The story opens with the world in massive crisis. Climate change and the effects of overpopulation have begun to reach critical mass, and there’s nowhere near enough oil to supply the world’s needs. The unlikely beneficiaries of this calamity are the employees of the Solarbus company and people who already own its vehicles. Solarbus was committed to creating a sustainable, mobile way to live, and only those who have a sun-powered Solarbus motor home have a semblance of normal life after society’s collapse. In this post-apocalyptic world, women’s roles have narrowed immensely. Men work for the overarching Solarbus corporation, while women exist only as “Solarbus wives,” equivalent to homemakers. Brandon focuses on one family: Jeff and Eva Parke and their daughter, Clarissa, who wants more out of life and wanders the desert in search of excitement. The less fortunate people in society become Terfs, who scavenge and steal to stay alive.

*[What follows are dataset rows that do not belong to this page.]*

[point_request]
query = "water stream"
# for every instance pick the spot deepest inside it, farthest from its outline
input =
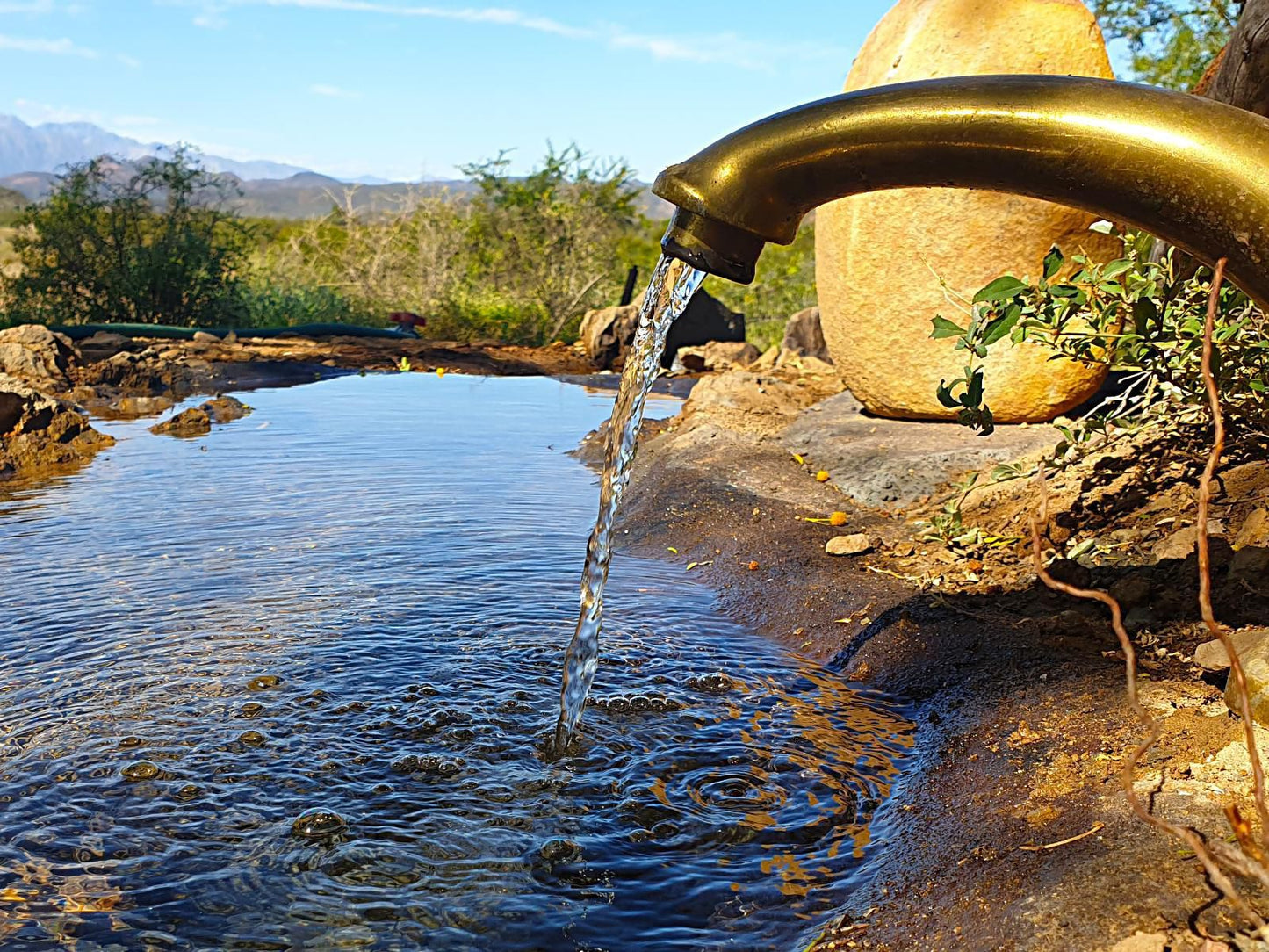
(667, 295)
(285, 687)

A cruel ritual, which exiles a woman who’s older than marriageable age, sets a chain of events in motion that will change the Parkes forever. Clarissa is kidnapped by a group of Terfs who want to convert her to their way of life; they give her a Terf man named Matthew for protection, and she struggles to adjust. Jeff and Eva are also kidnapped, and they receive a stunning revelation from the Terf leader. Brandon creates a fairly believable scenario for the end of society as we know it and for what might happen in the aftermath. Although her characters are bound by the constraints of their highly stratified world, they nonetheless feel deeply convincing. For a novel about the end of the modern way of life, the work is remarkably uplifting overall, and it ends on a note of pure hope.
A thought-provoking read that may soothe readers’ apocalyptic anxieties.